Okay, last thing. So this is really good, but it only works for, this only applies to files. A lot of what we need to store in the cache is metadata. So maybe blobs of data, right? Maybe we need to know what are all the available versions of this package. This does not apply to that.
So we use a slightly different trick for those cases, which is we use a technique called zero copy. And this will require the most Rust knowledge, but I’ll try to avoid it. The intuition here is, let’s say that you have a struct, This blob struct and it has a field, and it’s being stored as JSON.
So if you wanna deserialize this, you read the JSON file from disc into memory, and then you run a, basically you run a parser, and then you grab the contents and put them in the struct. The observation of zero copy though is, and I don’t know if anyone will know the difference between these two things. But when you’re trying to create the struct, you already read the JSON file into memory, right? So you already allocated memory to read that file into a string.
So you don’t actually need to allocate more memory to create that blob struct. The version on the left, that requires an allocation. So if we wanna go from the thing at the top to the thing at the bottom, we have to allocate once to read the contents into memory, and then allocate again to create the struct. Instead, we already know that the string is there verbatim in the contents. So ideally instead we could just create a pointer to it.
So we read the JSON into memory, we parse it, and then we ideally, this is sort of theoretical, right? We just create a pointer to it rather than reallocating memory to create everything. So this is what we do, but we do it sort of on steroids I guess.
The way it works is, we store the data on disc in effectively the same representation that it’ll have in memory. And when we read it back, we’re basically just doing a pointer cast to go from red data to fully realize structs. We use a library for this called Archive, which is very good. And there are some safety checks around this of course. I mean, it’s totally unsafe for us, but there are safety and validation checks you can do around this.
But the really cool thing about this is the deserialization does not scale with your data. So you have to read the contents from disc, and as you have more and more data, that file will be bigger and bigger and you have to read more and more. But going from the data that you read to the fully, the deserialized struct, that does not scale as the data gets larger.

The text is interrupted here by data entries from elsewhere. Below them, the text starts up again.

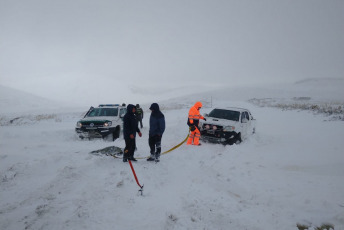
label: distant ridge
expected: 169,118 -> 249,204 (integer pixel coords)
0,85 -> 60,114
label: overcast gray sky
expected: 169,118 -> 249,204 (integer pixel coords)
0,0 -> 344,105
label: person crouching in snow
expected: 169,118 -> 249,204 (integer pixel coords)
186,101 -> 206,145
123,104 -> 142,162
147,103 -> 165,162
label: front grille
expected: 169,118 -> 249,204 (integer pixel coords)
82,121 -> 104,128
202,124 -> 223,132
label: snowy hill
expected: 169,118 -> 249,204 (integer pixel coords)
0,80 -> 344,230
0,85 -> 61,114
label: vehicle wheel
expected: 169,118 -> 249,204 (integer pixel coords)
103,133 -> 114,141
235,133 -> 242,145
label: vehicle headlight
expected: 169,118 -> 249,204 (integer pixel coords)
223,126 -> 235,132
104,121 -> 112,127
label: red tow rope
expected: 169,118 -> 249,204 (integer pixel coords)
128,160 -> 143,196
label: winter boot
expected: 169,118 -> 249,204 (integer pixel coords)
147,154 -> 155,161
155,153 -> 160,162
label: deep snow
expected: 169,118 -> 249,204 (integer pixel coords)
0,79 -> 344,230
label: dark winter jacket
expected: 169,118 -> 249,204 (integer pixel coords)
135,105 -> 143,120
149,103 -> 165,136
123,104 -> 140,139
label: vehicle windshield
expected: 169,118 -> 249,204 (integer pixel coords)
87,108 -> 118,117
209,109 -> 240,121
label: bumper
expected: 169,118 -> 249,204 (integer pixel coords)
75,128 -> 114,138
201,131 -> 238,144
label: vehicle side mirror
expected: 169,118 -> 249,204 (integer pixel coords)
241,118 -> 248,123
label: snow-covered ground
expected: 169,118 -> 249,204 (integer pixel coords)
0,79 -> 344,230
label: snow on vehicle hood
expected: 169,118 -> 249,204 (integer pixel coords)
202,117 -> 239,126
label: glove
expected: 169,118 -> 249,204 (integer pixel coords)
190,125 -> 196,132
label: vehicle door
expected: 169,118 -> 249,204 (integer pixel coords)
240,111 -> 250,139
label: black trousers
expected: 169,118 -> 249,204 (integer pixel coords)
148,135 -> 161,155
137,117 -> 143,129
123,138 -> 136,159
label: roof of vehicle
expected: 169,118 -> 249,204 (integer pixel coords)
98,104 -> 125,108
214,107 -> 249,112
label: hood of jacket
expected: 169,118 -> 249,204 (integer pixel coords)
127,104 -> 135,113
194,101 -> 203,109
149,103 -> 160,112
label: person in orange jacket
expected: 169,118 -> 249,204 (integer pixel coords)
186,101 -> 206,145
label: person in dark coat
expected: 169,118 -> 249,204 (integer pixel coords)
147,103 -> 165,162
123,104 -> 142,162
135,104 -> 143,129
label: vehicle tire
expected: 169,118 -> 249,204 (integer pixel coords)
103,133 -> 114,141
235,133 -> 242,145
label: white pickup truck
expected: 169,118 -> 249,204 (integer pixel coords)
199,107 -> 256,145
75,104 -> 127,141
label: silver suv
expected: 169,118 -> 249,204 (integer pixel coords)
200,107 -> 256,145
75,104 -> 127,141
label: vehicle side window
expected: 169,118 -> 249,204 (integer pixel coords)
119,109 -> 127,117
241,112 -> 249,122
244,112 -> 250,120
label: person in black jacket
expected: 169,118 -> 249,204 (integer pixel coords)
123,104 -> 142,162
135,104 -> 143,129
147,103 -> 165,162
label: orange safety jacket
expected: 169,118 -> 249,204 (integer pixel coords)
188,101 -> 204,126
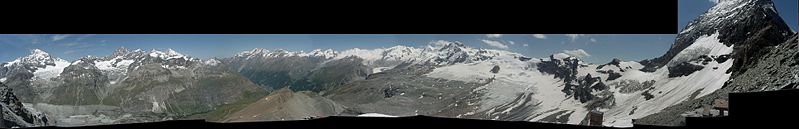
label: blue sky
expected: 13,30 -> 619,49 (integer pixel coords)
0,0 -> 798,63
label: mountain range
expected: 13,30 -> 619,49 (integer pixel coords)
0,0 -> 799,127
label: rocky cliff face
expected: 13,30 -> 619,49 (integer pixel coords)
641,0 -> 793,76
636,0 -> 799,125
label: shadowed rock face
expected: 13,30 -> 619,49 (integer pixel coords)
0,82 -> 50,128
636,0 -> 799,126
641,0 -> 793,73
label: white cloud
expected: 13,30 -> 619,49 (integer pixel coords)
53,34 -> 69,41
483,39 -> 508,49
486,34 -> 502,38
566,34 -> 585,42
563,49 -> 591,58
430,40 -> 452,47
533,34 -> 547,39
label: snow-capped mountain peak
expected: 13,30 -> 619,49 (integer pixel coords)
3,49 -> 62,67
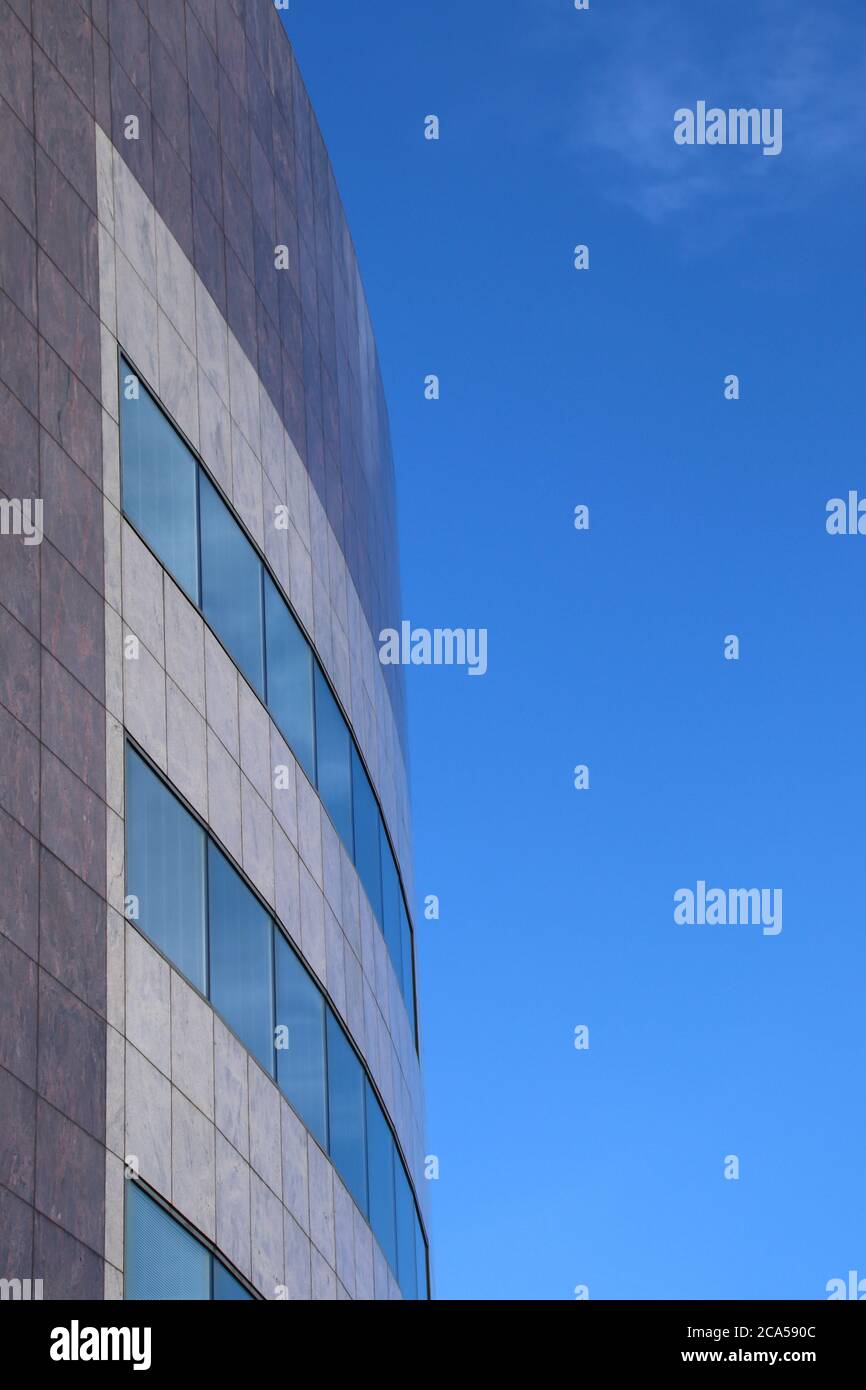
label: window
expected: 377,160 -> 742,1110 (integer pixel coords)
316,666 -> 353,855
126,748 -> 207,991
120,361 -> 417,1040
277,933 -> 328,1148
366,1083 -> 398,1270
213,1259 -> 254,1302
124,1182 -> 253,1302
328,1009 -> 368,1216
200,474 -> 264,699
207,842 -> 274,1076
352,746 -> 382,922
121,359 -> 199,603
395,1163 -> 418,1298
264,574 -> 316,784
126,745 -> 427,1298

Unlike with JSON, right? With JSON, you’d have to parse it, right? You would have to go through all these operations that would get slower and slower as the data got bigger. The really cool thing about, in my opinion at least, about zero copy to serialization is the deserialization does not scale with your data. So it doesn’t matter, really how big the struct is or how large that string is. It does matter for reading the data from disc, but it does not matter for deserializing it into memory.
Okay, that was the last thing I was gonna cover. I had a bunch of other things I wanna talk about, but I just put links to them and maybe I can share the slides. And I think that’s it.